Note how I annotated a region of code where execution diverges, i.e., where not all threads execute the same code.

NVPTX produces the following PTX code:

.visible .entry kernel(
	.param .u8 kernel_param_0,
	.param .u64 kernel_param_1,
	.param .u64 kernel_param_2
)
{
	.reg .pred 	%p<5>;
	.reg .b16 	%rs<3>;
	.reg .b32 	%r<2>;
	.reg .b64 	%rd<5>;
	// demoted variable
	.shared .align 32 .u8 shmem;
// %bb.0:                               // %conversion
	ld.param.u64 	%rd2, [kernel_param_2];
	mov.u32 	%r1, %tid.x;
	setp.ne.s32 	%p1, %r1, 0;
	setp.lt.s64 	%p4, %rd2, 1;
	@%p1 bra 	$L__BB0_3;
// %bb.1:                               // %maybe_initialize
	@%p4 bra 	$L__BB0_6;
// %bb.2:                               // %actually_initialize
	ld.param.s8 	%rs1, [kernel_param_0];
	st.shared.u8 	[shmem], %rs1;
$L__BB0_3:                              // %cont1
	bar.sync 	0;
	@%p4 bra 	$L__BB0_5;
// %bb.4:                               // %read
	ld.param.u64 	%rd1, [kernel_param_1];
	ld.shared.u8 	%rs2, [shmem];
	cvt.u64.u32 	%rd3, %r1;
	add.s64 	%rd4, %rd1, %rd3;
	st.u8 	[%rd4], %rs2;
	ret;
$L__BB0_5:                              // %oob2
	{ // callseq 0, 0
	.reg .b32 temp_param_reg;
	call.uni
	throw_oob,
	(
	);
	} // callseq 0
$L__BB0_6:                              // %oob1
	{ // callseq 1, 0
	.reg .b32 temp_param_reg;
	call.uni
	throw_oob,
	(
	);
	} // callseq 1
                                        // -- End function
}

Here, the noreturn calls to throw_oob have been moved to the end of the function, which results in ptxas not being able to mark the code I annotated above as a single divergent region. Because of that, the barrier0 is executed divergently, which is undefined behavior (and causes miscomputations).
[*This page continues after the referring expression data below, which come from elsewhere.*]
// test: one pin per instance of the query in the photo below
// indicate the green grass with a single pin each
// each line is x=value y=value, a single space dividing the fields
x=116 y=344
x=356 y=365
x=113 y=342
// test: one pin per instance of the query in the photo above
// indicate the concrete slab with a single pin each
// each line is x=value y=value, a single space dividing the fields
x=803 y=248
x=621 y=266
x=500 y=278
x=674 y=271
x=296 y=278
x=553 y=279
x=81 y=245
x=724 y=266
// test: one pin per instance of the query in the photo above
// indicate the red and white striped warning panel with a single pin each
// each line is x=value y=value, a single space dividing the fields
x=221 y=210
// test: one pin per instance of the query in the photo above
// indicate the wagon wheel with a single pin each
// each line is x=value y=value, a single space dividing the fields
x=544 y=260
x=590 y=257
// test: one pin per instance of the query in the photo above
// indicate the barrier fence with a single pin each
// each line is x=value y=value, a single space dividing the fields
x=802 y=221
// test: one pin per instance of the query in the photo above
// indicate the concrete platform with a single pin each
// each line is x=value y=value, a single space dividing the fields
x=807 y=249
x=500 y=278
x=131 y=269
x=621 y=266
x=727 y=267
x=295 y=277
What can I do to avoid this? I’ve seen the machine IR passes reorder IR as part of the branch-folder and block-placement passes; I guess I could try disabling those, but I’m hoping for a more principled solution so that this issue doesn’t come up again in the future when another pass starts reordering IR or machine IR.

1 Like

Can you share the actual CUDA code (or some representative compilable reproducer)? Does the reordering happen in the backend, or earlier? Your question implies the former but I want to make sure.

The front-end is Julia with CUDA.jl, so I don’t have a CUDA C reproducer right now. The bitcode module I posted should reproduce it though, I just used llc (I had a LLVM !5 build available) to generate the PTX code shown below it. -print-after-all shows that branch-fold and block-placement are to blame, and indeed passing --disable-* for both keeps the calls in their original places.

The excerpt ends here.